Para esta clase de cuentas, es aconsejable disponer de cuentas contables independientes (de 4 dígitos) para cada tipo de ingresos operacionales: Venta de mercancías no fabricadas por la empresa, Venta de productos terminados, Venta de productos semi-terminados, Venta de sub-productos y residuos, Venta de envases y empaques y Venta de servicios.

Así mismo, dentro de los ingresos operacionales, pero empleando una cuenta independiente, se deben registrar las devoluciones originadas en ventas de productos, realizadas por el ente económico, las cuales – a su vez – deberían clasificarse en sub-cuentas (a nivel el de 6 dígitos), atendiendo el origen de la devolución: mercancías no fabricadas por la empresa, productos terminados, productos semi-terminados, sub-productos y residuos, envases y empaques.

Por último, también disminuyendo el importe de los ingresos operacionales, dentro de la misma categoría se deben crear cuentas y sub-cuentas para el registro de los descuentos que se otorguen por pronto pago y por volumen o condiciones comerciales, separándolas en las mismas categorías señaladas en el párrafo anterior: mercancías no fabricadas por la empresa, productos terminados, productos semi-terminados, sub-productos y residuos, envases y empaques y añadiendo una sub-cuentas para descuentos en la prestación de servicios y teniendo en cuenta, en este último caso (descuentos por volumen) las afectaciones contables que deban hacerse con relación al IVA generado para revertir los registros iniciales de la venta.

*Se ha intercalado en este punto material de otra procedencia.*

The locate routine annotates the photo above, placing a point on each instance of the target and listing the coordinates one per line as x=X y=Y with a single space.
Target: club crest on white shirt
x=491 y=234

El tratamiento, como menor valor de las ventas o ingresos operacionales, de los descuentos por pronto pago y por volumen aunque no está taxativamente regulado por la norma para microempresas, si lo está en la NIIF para las Pymes y, en consecuencia, en aras de la coherencia en la medición y presentación de estados financieros es recomendable registrar contablemente estos eventos tal y como se explicó en el párrafo anterior y no como gastos financieros (sobre todo en el caso de los descuentos por pronto pago) como se acostumbraba a hacer en el país hasta la vigencia de los Decretos 2649 y 2650 de 1993 (artículo 103 y cuentas 5305 cuya dinámica señalaba que este código “Incluye conceptos tales como: intereses, gastos bancarios, descuentos comerciales y comisiones". En relación a esta corrección conceptual, el párrafo 23.3 del módulo correspondiente a “Ingresos de actividades ordinarios” señala que “Una entidad medirá los ingresos de actividades ordinarias al valor razonable de la contraprestación recibida o por recibir. El valor razonable de la contraprestación, recibida o por recibir, tiene en cuenta el importe de cualesquiera descuentos comerciales, descuentos por pronto pago y rebajas por volumen de ventas que sean practicados por la entidad”.